As BC Parks entered the new millennium, it was becoming apparent that the comparatively rational days of yesteryear had morphed into the days of nickel-and-diming every aspect of park creation and management, including the unpopular move to increase the size of parking lots at the expense of park lands and install parking meters in a number of parks.
Gone are the days of widespread public consultations on park establishment. Gone are adequate numbers of park wardens to assist visitors and protect park resources. Gone too are the outstanding naturalist programmes, which provided an important public education service not available anywhere else. Contracting out most park services – and stretching them beyond effectiveness – has not resulted in an improved level of service to the public.
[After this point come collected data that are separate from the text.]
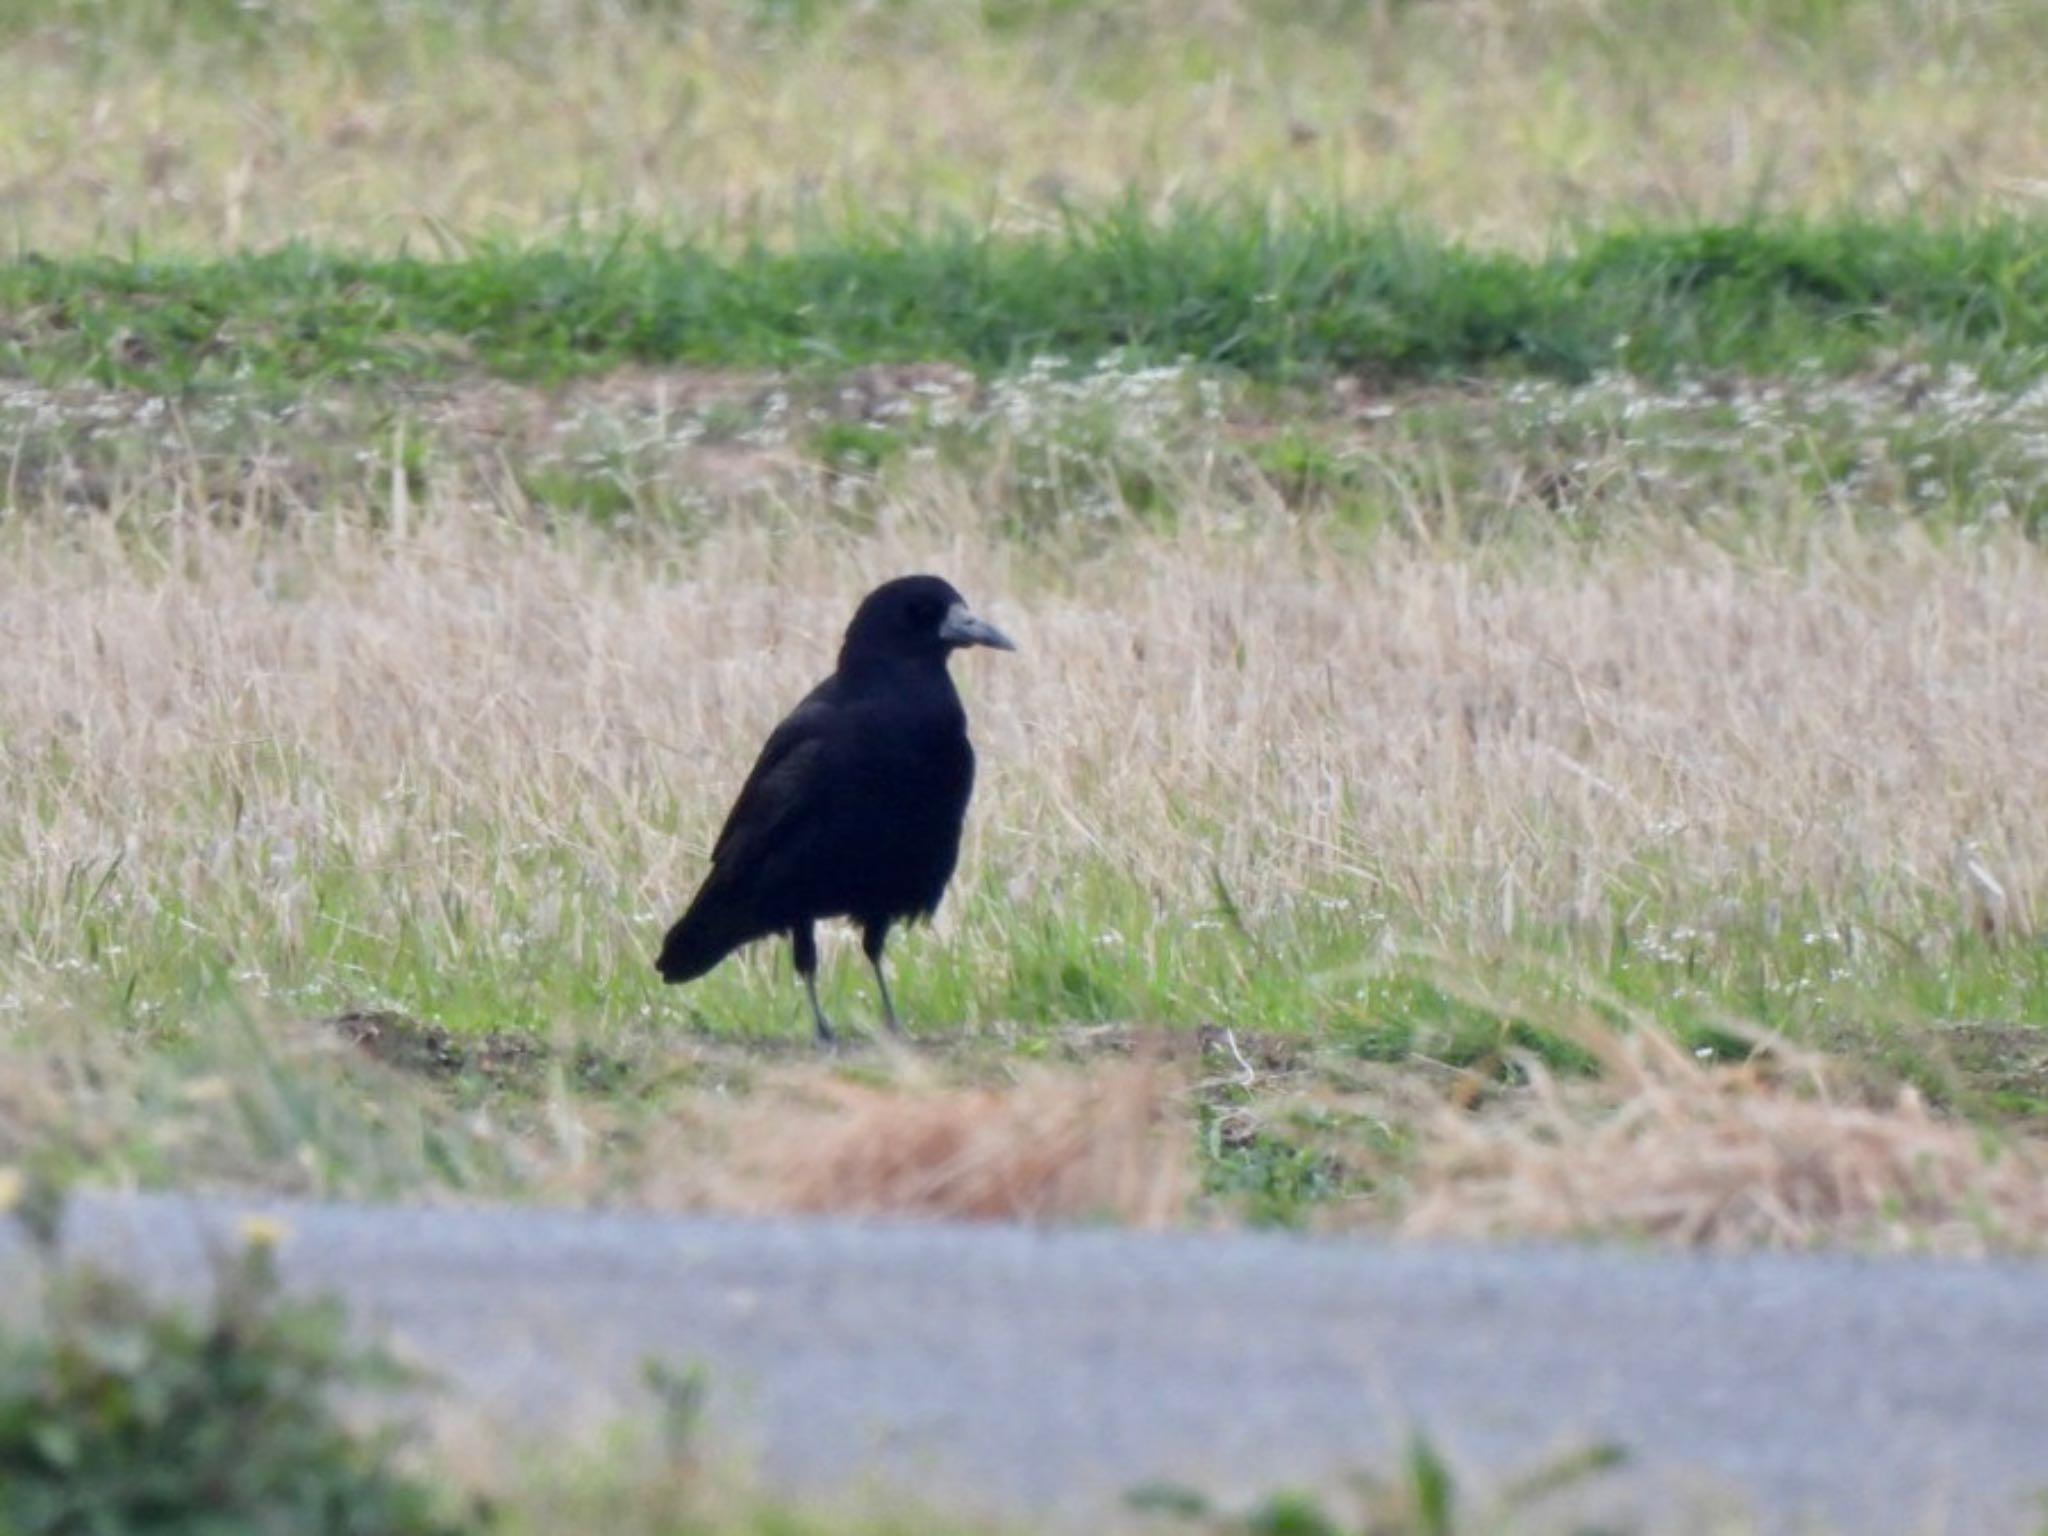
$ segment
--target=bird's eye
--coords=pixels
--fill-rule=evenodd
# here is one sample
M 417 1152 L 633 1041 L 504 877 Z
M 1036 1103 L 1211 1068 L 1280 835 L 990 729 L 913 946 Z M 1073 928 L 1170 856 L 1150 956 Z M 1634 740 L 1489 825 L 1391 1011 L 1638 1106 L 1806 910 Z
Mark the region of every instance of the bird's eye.
M 921 599 L 910 610 L 911 622 L 919 629 L 937 629 L 940 620 L 945 616 L 945 608 L 928 597 Z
A highly disturbing trend has been changing parks and protected areas legislation over established areas to remove land and re-draw boundaries to allow for industrial uses, often with little or no public consultation. Many hard-fought battles involving all sectors of society over many years, such as through LRMP processes, have been turned around with no recourse and little respect for the previous work. The effects of increased roads, pipelines, and transmission lines on wildlife and habitats to allow for industrial developments in and adjacent to protected areas are a major concern. Just a few examples of this include:
• removal of over 1,000 ha from Graham-Laurier Park in the Muskwa-Kechika Management Area to allow for 11 kms of a road or pipeline through the park;
• legislative changes to allow for resort development and directional drilling for oil and gas immediately adjacent to parks;
• reduction of 20% of South Chilcotin Mountains (Spruce Lake) park to allow for mining and tourism in the areas removed;
• removal (allegedly temporary) of lands in Mt. Robson park to run an oil pipeline through it;
• the massive number of IPPs and “run-of-river” projects that will affect conditions inside parks and fish and wildlife outside parks
Time to re-organize and re-focus?
Environmental groups like Canadian Parks and Wilderness Society, the Sierra Club, and the Wilderness Committee have remained focused on issues to do with parks, but likely the rest of us haven’t; not so much, anyway. It may be time to have a close look at BC Parks to see what’s needed to ensure the system can deliver the promise that many of us felt 20-30 years ago. Maybe it has been a case of “out of sight, out of mind” for much of the public that has allowed some of the reversals in recent years. It’s never wise to take anything for granted. The time may be ripe for “parks patriots” to regroup.
Maggie Paquet, biologist, writer, and editor, is the author of Parks of British Columbia & the Yukon, The BC Parks Explorer, and numerous articles about wilderness, parks, and the BC environment.